Sein Blick daraufhin war nicht jener, aus dem man Hoffnung
schöpfen darf.
Trotzdem: »Wie heißt er denn? Ich kann es mal
versuchen.«
»Angelo Kassini.«
»Kassini? Hm, der mit den Immobilien?«
Mein Gesicht hellte sich auf, einen Moment lang. Dann kamen
schon wieder Bedenken. Hatte der ihm vielleicht eine alte
Bude für viel Geld untergejubelt? Man weiß, die
Welt ist bekanntlich ein Dorf.
»Ja.
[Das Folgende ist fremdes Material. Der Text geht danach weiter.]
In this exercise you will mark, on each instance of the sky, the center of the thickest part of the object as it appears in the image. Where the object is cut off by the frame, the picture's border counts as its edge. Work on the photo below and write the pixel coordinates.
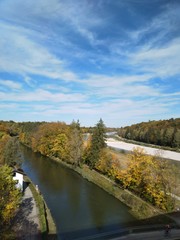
(64, 60)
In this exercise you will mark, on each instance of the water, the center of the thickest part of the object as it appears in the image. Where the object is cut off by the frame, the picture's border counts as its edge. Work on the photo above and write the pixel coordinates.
(80, 209)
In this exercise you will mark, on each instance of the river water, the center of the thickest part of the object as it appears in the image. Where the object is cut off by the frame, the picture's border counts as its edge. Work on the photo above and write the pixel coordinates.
(81, 210)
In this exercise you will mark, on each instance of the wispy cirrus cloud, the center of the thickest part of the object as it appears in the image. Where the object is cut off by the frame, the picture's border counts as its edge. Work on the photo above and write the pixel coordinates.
(10, 84)
(89, 59)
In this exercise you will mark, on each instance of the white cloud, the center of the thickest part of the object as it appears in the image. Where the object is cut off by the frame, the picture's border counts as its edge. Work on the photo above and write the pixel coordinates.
(41, 95)
(162, 61)
(10, 84)
(21, 55)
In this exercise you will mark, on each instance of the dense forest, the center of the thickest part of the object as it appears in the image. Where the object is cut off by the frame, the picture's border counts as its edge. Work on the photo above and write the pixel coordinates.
(144, 175)
(163, 133)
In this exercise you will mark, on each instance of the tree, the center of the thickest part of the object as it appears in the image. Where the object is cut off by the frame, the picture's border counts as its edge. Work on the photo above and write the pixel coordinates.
(12, 153)
(150, 178)
(98, 142)
(10, 196)
(75, 143)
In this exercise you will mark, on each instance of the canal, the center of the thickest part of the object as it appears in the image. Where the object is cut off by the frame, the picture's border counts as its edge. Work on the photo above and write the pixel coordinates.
(81, 210)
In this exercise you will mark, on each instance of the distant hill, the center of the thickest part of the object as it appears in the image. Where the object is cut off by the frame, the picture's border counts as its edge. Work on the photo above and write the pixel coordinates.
(163, 132)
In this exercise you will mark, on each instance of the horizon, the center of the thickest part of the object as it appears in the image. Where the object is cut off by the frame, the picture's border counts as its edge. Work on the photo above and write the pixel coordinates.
(86, 60)
(87, 126)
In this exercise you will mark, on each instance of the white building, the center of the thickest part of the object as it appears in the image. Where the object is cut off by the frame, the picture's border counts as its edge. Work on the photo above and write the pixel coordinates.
(18, 176)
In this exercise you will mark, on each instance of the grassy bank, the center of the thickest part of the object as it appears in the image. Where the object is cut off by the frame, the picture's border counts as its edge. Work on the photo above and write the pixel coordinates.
(139, 208)
(47, 225)
(143, 144)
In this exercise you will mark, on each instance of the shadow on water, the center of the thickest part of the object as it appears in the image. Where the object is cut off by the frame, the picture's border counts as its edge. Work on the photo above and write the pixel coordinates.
(81, 210)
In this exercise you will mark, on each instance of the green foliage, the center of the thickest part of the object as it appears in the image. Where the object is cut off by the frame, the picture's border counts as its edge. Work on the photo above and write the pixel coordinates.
(75, 144)
(12, 154)
(163, 133)
(98, 143)
(151, 178)
(10, 196)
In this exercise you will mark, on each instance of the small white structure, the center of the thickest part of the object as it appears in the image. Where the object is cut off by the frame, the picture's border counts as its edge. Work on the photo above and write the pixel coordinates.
(18, 176)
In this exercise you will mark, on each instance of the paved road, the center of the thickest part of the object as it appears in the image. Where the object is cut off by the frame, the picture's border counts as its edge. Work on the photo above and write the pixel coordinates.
(153, 235)
(149, 150)
(27, 222)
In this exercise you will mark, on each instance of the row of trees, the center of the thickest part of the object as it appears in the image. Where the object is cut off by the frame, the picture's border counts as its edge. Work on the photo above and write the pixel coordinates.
(163, 133)
(151, 178)
(10, 196)
(144, 175)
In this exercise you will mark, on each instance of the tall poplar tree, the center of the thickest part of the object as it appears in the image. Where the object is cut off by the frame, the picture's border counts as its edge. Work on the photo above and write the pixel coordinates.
(98, 143)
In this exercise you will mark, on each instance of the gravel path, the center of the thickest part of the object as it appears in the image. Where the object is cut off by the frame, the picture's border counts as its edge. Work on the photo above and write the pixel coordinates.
(151, 151)
(26, 224)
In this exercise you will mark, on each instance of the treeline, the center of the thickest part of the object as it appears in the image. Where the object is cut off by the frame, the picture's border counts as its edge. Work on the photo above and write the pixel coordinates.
(10, 196)
(163, 133)
(144, 175)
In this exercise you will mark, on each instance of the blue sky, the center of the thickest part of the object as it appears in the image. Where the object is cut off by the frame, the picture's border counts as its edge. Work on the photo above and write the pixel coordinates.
(118, 60)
Kennen Sie ihn?«
Er klopfte mit einem Stahlhämmerchen auf meine Kniescheibe,
worauf mein Bein fast in die Waagrechte schnellte.
»Nicht persönlich, aber unter uns Ärzten
ist der Name schon Begriff, sozusagen.«
Ich nickte, meine andere Kniescheibe war dran. Wie auch immer,
nachteilig schien dieser Name nicht zu wirken.
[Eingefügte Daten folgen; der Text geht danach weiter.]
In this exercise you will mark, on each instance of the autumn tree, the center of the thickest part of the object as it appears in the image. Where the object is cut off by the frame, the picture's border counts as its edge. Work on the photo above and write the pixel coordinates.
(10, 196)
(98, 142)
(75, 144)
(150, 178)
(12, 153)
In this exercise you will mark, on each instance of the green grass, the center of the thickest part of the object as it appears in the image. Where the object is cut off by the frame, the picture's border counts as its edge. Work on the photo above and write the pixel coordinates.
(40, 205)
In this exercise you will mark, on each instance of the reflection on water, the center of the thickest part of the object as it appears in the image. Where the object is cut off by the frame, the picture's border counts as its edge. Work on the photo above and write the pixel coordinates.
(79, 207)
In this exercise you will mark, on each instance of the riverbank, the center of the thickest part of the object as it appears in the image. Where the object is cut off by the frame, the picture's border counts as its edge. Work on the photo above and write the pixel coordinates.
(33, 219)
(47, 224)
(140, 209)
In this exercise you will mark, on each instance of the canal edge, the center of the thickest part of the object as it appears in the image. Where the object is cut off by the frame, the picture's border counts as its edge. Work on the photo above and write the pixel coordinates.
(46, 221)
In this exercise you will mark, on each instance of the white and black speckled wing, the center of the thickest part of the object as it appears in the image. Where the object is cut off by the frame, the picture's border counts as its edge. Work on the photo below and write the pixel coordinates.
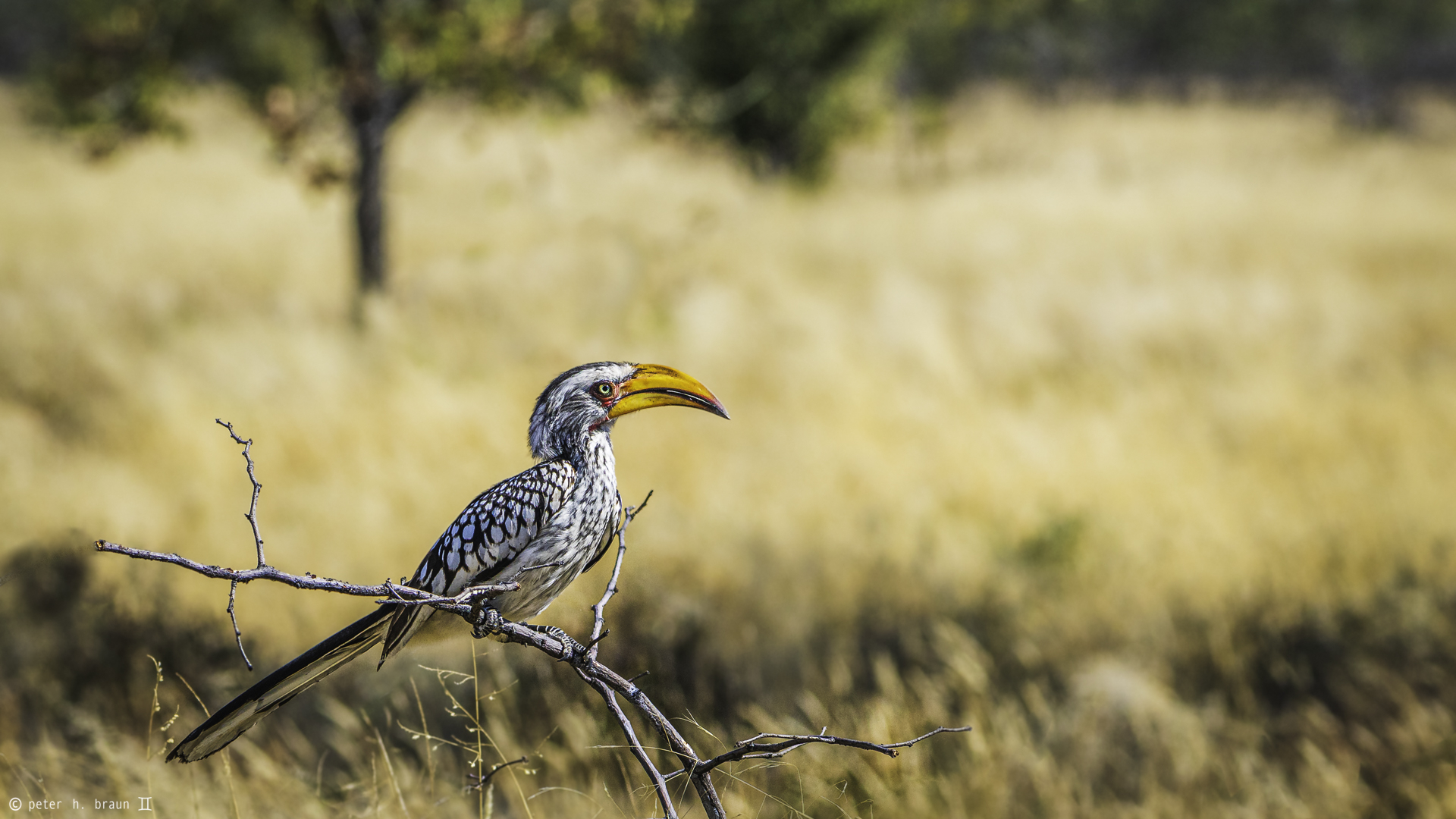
(485, 539)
»Gut. Soweit scheint alles in Ordnung zu sein. Wir
werden aber deinen Kopf röntgen, einfach um sicher zu
sein. Ich werde zusehen was ich erfahren kann.«
Er kritzelte etwas in eine Kladde und befahl mir, mich hinzulegen.
Man würde mich dann abholen.
»Und mein Handy.. im Auto. Ich muss meine
Eltern benachrichtigen, sie sind in Urlaub.«
Er lächelte und nickte. »Ich werd mich drum kümmern,
versprochen.«
Ups. Ich ließ mich ins Kissen sinken, sehr vorsichtig.
Nachdem ich ja nun irgendwie einen Verbündeten hatte
und auch sonst nicht weiter lädiert war, begann ich mir
wachsende Sorgen um Angelo zu machen.